İlk defa on yedi yaşında iken gelmişti bu şehre Vera Zasuliç. Devrimci düşüncelerle tanıştığı Moskova’daki yatılı bir okulda eğitimini tamamladıktan hemen sonra. Okulda iken katıldığı, Çar’ı öldürmeyi hedefleyen dönemin radikal grubu Ishutin çevresinin verdiği akşam konferanslarından oldukça etkilenmiş bir şekilde hem de. Bir süre katiplik yaptıktan sonra hem bir dokuma kolektifinde iş bulup çalışmaya başlamış hem de diğer gençler gibi o da işçileri eğitme hareketi içinde yer almıştı. Ve bu faaliyet içinde iken tanışmıştı ilk yakalanmasına neden olacak olan Sergei Nechaev ile.
Nihilist olan Sergei Nechaev dönemin en radikal öğrenci liderinden biri idi ve devrimci tutkunun dışında hiçbir şey yoktu hayatında; ne aşk ne arkadaşlık ne de eğlence.
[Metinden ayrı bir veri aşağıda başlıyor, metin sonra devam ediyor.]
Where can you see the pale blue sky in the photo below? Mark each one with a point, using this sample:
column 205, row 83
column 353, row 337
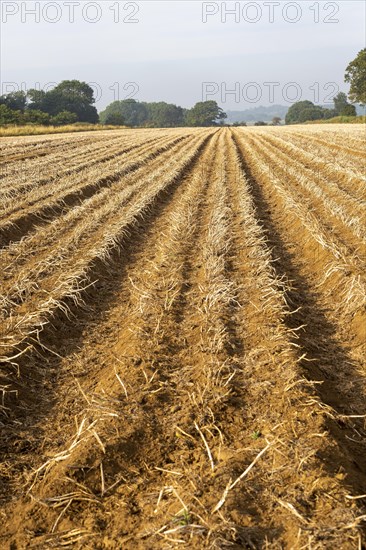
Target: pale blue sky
column 170, row 52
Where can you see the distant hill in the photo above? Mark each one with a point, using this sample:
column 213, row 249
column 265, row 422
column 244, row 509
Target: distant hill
column 257, row 113
column 267, row 113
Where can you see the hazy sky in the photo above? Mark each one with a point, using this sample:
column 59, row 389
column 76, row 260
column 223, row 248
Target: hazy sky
column 160, row 50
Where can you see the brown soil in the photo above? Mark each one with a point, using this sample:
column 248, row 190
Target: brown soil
column 203, row 386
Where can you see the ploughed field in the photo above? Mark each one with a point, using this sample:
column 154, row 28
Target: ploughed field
column 181, row 339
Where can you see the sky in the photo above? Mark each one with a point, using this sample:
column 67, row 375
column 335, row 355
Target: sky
column 240, row 54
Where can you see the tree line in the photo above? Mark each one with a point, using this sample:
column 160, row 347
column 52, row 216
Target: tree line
column 73, row 101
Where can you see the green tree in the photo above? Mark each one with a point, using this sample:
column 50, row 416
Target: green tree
column 342, row 107
column 14, row 100
column 356, row 76
column 130, row 111
column 303, row 111
column 70, row 95
column 9, row 116
column 164, row 115
column 33, row 116
column 349, row 110
column 36, row 99
column 63, row 118
column 205, row 113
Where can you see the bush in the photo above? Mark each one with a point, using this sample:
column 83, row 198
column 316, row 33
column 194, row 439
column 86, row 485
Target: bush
column 36, row 117
column 65, row 117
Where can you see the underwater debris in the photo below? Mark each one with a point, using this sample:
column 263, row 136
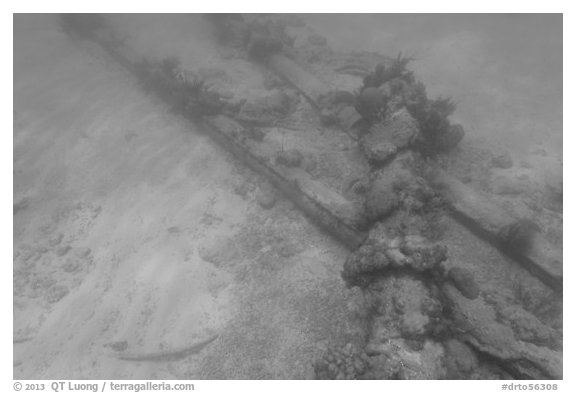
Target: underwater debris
column 518, row 237
column 381, row 255
column 186, row 92
column 383, row 73
column 344, row 362
column 464, row 281
column 386, row 138
column 82, row 26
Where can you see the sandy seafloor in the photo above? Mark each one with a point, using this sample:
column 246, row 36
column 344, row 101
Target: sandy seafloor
column 135, row 232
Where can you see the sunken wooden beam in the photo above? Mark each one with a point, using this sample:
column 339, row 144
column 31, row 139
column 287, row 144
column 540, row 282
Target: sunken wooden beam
column 314, row 210
column 487, row 219
column 310, row 86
Her şey davaya hizmet etmeliydi ve davaya hizmet dediği de genellikle kendi istek ve arzularını yerine getirmesi demekti.
Öğrenci eylemleri nedeniyle aranır duruma düşüp bölgeyi terk etmek zorunda kalınca, örgütsel ilişkilerini devam ettirebilmek için Vera’nın evini kullanmaya başlamıştı irtibat adresi gibi. Davaya hizmetten başka bir şey düşünmeyen Vera, Sergei’nin kendi adına gönderdiği bu mektupları uygun bir zaman ve yerde esas alıcılarına ulaştırıyordu. Uzun bir süre düzgün bir şekilde sürdü bu mektup trafiği. Ta ki, bir dikkatsizlik sonucu mektuplardan birinin polisin eline geçeceği 1869 yılının Nisan ayına kadar.
Adres dışında ellerinde başkaca hiçbir delil olmamasına rağmen, çıkarıldığı mahkemece tutuklanarak Litovski kalesine kapatıldı Vera Zazuliç. 19. yüzyıl başında, askeri amaçlarla inşa edilip sonradan siyasi tutsaklar için yüksek güvenlikli bir cezaevine dönüştürülen bu kalede tam iki yılını geçirecekti. Bu da yetmeyecek, cezaevinin ardından iki yıl boyunca uzak kuzeyde Tver’e sürgün edilecekti.
Ne cezaevi yaşamı ne de sürgün hayatı onu devrime hizmet etme düşüncesinden vazgeçirmiş, aksine kararlılığını daha da pekiştirmişti. Cezası bitip de özgürlüğüne kavuşur kavuşmaz öngördüğü gibi Kharkov’a giderek tıp kurslarına yazılacak ve kendilerini “Kiev Komüncüleri” olarak isimlendiren bir gruba katılacaktı. Bu grup ortak yaşam sürüyor, gelir ve giderleri paylaşıyor aynı zamanda işci ve köylülere yönelik propaganda faaliyeti yürütüyordu. Zasuliç’in Narodniklerle olan bağlarının güçlenmesi de bu döneme rastlar.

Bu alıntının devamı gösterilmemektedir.